The terms under which repmgr were developed required that we release it as free software, and that it remains such. There is no special proprietary version we charge for. The code that’s shared on GitHub is a snapshot of our whole
development repo going back to the first commit, warts and all; the only thing we’re not doing is releasing some internal development branches until they work. There are no commercial restrictions on using the program. The only restriction being enforced by the use of the GPL here is that we expect code changes made to the program to be
shared with the world. We want this to be free software in the spirit that phrase is used by the Free Software Foundation: if you find the program useful, and decide to enhance it, you should share those enhancements with the world. In fact, the way we are handling copyright issues around the code was modeled carefully on the FSF
requirements for submission to the GNU software chain. The main purpose of the copyright assignment we’ve asked contributors to do is not so we can have our own special private build. It’s to make sure that someone else hasn’t added non-free software to our project. We don’t want contributions we merge to end up limiting the ability of others to rely upon repmgr for their projects, by making it less frees software for having accepted it.
repmgr is being actively developed by many members of 2ndQuadrant, and represents a major community project
we intend to keep advancing. It seems appropriate that a project that is already finding itself being put to use replicating databases across national boundaries was developed that way, too. The initial design concepts and architecture came from Simon Riggs in the UK. The bulk of the coding so far was done by Jaime Casanova in Ecuador. Myself and Robert J. Noles here in the US did the initial documentation and testing. Our second user of repmgr for a production customer, Gabriele Bartolini in Italy, has been sending back a steady stream of bug fixes and feature improvements due to arrive in the next release. If you work with PostgreSQL, you should recognize some of the names on that list. Ask yourself which sounds more likely: that all of us who have staked our careers on the
success of a free PostgreSQL have simultaneously turned away from that philosophy because of our devious corporate interests; or that we’re releasing a free software tool we intend to build an open community around.

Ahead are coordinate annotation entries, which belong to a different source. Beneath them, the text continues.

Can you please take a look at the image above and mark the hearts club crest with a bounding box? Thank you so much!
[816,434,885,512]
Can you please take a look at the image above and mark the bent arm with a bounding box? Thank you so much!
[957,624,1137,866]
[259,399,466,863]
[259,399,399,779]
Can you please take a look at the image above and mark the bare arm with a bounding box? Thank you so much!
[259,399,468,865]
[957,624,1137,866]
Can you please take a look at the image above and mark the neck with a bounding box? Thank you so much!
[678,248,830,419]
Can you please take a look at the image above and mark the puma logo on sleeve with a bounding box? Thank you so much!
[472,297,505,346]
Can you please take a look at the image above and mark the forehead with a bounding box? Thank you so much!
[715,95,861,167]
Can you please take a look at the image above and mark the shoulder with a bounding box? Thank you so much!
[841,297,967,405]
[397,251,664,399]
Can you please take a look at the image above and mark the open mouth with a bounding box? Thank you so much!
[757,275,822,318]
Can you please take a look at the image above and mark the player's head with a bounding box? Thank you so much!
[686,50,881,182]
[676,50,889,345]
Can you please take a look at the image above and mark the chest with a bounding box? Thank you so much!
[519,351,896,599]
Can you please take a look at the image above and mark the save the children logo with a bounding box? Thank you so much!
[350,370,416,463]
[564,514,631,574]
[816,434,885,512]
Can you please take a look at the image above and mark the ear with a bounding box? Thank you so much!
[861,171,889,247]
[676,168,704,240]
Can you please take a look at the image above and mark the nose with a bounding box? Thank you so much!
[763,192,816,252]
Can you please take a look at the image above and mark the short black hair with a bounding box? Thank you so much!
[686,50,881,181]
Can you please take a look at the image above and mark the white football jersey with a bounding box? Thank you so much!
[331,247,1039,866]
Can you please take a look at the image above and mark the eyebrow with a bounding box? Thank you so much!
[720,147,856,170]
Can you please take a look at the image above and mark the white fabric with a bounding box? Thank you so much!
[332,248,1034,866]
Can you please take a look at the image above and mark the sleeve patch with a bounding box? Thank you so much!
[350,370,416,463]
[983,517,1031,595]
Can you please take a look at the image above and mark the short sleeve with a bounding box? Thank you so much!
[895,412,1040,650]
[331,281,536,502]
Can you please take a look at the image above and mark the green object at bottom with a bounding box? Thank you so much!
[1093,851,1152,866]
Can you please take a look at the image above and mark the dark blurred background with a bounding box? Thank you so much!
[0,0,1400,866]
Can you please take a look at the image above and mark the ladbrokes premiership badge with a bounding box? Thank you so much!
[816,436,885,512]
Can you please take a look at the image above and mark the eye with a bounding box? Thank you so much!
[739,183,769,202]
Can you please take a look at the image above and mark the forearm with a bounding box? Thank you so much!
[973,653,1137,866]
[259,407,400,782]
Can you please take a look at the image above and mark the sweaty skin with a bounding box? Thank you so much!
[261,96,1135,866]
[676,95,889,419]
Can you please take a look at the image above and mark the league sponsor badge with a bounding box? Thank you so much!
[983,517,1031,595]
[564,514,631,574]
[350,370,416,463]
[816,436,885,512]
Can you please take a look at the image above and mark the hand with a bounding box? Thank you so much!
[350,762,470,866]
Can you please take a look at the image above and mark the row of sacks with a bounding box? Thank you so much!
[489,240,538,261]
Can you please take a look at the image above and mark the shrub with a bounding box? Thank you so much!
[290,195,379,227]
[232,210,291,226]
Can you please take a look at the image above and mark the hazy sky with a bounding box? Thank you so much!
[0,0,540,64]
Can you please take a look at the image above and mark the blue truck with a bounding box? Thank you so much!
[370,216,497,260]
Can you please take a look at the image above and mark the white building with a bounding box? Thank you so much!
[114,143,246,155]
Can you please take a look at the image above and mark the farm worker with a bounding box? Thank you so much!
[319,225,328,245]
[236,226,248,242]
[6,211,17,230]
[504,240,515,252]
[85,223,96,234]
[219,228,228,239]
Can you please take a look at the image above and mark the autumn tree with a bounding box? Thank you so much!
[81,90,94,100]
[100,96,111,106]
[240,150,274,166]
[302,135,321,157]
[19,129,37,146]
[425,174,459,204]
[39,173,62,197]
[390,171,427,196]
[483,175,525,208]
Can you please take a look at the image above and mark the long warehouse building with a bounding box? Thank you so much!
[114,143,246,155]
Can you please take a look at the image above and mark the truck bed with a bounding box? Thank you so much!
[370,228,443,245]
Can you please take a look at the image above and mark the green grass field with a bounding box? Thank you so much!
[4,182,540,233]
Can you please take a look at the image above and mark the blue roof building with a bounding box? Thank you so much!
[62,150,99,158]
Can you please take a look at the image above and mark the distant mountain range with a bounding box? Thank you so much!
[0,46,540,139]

You can get repmgr in the morning and be building multi-node clusters with it by the end of the day. We hope you do just that, and consider joining the user and development community we’re building around it. While not all may agree with every decision about repmgr we’ve made, don’t forget the most important thing: everyone who successfully deploys replicated PostgreSQL is another person we’ve helped save from wasting money on
Oracle RAC. And isn’t that what’s really important?